If you find it hard to prioritize your day, you’re not the only one. Many leaders I work with feel like their to-do lists run their lives. They bounce from task to task and react to whatever tugs at their attention. At the end of the day, they feel spent and wonder if it was all worth it. Productivity starts to diminish because they know they are doing a lot, but don’t know if they are doing the right things.
Many then start looking for answers. They look for strategies and try new apps, but the answer isn’t another app or system.
The answer is a subtle shift in how we think about our lists.
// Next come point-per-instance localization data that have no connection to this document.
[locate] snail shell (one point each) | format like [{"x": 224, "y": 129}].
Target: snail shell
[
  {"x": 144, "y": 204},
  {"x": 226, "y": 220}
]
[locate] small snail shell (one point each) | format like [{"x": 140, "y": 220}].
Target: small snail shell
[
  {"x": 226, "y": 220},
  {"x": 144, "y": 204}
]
I was reminded of this recently when I heard Charles Duhigg, the bestselling author and Pulitzer Prize-winning journalist, on the My First Million podcast. Duhigg is the author of three outstanding books: The Power of Habit, Supercommunicators, and Smarter Faster Better, and I was struck by a simple concept he shared that so many of us fail to implement.
Charles prioritizes his day the night before and limits his to-do list to one to three items.
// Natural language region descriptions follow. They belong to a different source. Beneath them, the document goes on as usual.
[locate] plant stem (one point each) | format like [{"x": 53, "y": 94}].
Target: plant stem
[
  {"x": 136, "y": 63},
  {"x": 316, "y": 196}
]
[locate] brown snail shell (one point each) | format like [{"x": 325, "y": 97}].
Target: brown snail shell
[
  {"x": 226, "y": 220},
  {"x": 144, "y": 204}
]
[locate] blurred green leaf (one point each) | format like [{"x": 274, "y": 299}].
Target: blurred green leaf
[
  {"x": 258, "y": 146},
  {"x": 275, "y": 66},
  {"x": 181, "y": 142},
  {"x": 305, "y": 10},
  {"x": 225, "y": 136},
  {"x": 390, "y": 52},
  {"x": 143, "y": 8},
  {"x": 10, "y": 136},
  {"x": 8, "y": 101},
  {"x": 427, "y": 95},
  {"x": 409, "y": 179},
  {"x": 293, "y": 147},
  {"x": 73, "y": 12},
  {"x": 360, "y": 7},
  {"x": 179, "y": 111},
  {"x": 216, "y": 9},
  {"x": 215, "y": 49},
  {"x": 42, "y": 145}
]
This got me thinking that maybe we should all rename our to-do list to our today list, and be ruthlessly honest about how much we can actually accomplish. This simple change can make a big difference in how you prioritize your day.
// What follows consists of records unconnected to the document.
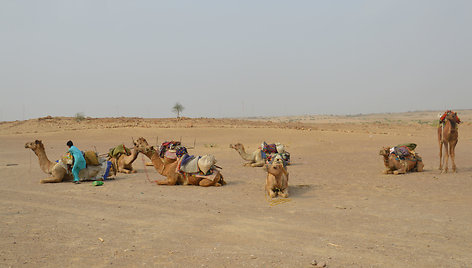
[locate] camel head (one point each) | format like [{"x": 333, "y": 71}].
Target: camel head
[
  {"x": 385, "y": 151},
  {"x": 451, "y": 116},
  {"x": 275, "y": 168},
  {"x": 35, "y": 145},
  {"x": 142, "y": 145},
  {"x": 237, "y": 146}
]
How to prioritize your day
Charles keeps a memory list for everything he might want to do someday. This list is long and comprehensive, but it doesn’t need immediate action. Each night, when he sits down to prioritize his day, he looks over the memory list, picks the most important task for the next day, and writes it down. Sometimes he adds one or two more, but never more than three.
When I heard him explain this, my first thought was that I’d heard this advice before. But then I realized that Duhigg wasn’t talking about a system or a tactic.
He was describing the way he thinks, and that’s the point.
That’s what most people miss when they think about productivity. They think they need new tactics or strategies to stay productive. They look for strategy after strategy, hop from tool to tool, and implement tactic after tactic, but their productivity stays the same.
It stays the same because tactics will not work until your mindset does.
The real value behind what Duhigg shared with Sam Parr was the mindset behind it.
Three subtle shifts in mindset
- Shift from Cloudy to Committed – Most leaders see their to-do list as a record of what they hope to do. They assume that their day will be cloudy, so they make loose commitments. Duhigg sees his to-do list as a record of what he will do. He keeps a memory list for cloudy aspirations and ensures his daily list is for absolute commitments. Most people mix these up, or fail to make this distinction, which is why their lists keep growing and never get finished.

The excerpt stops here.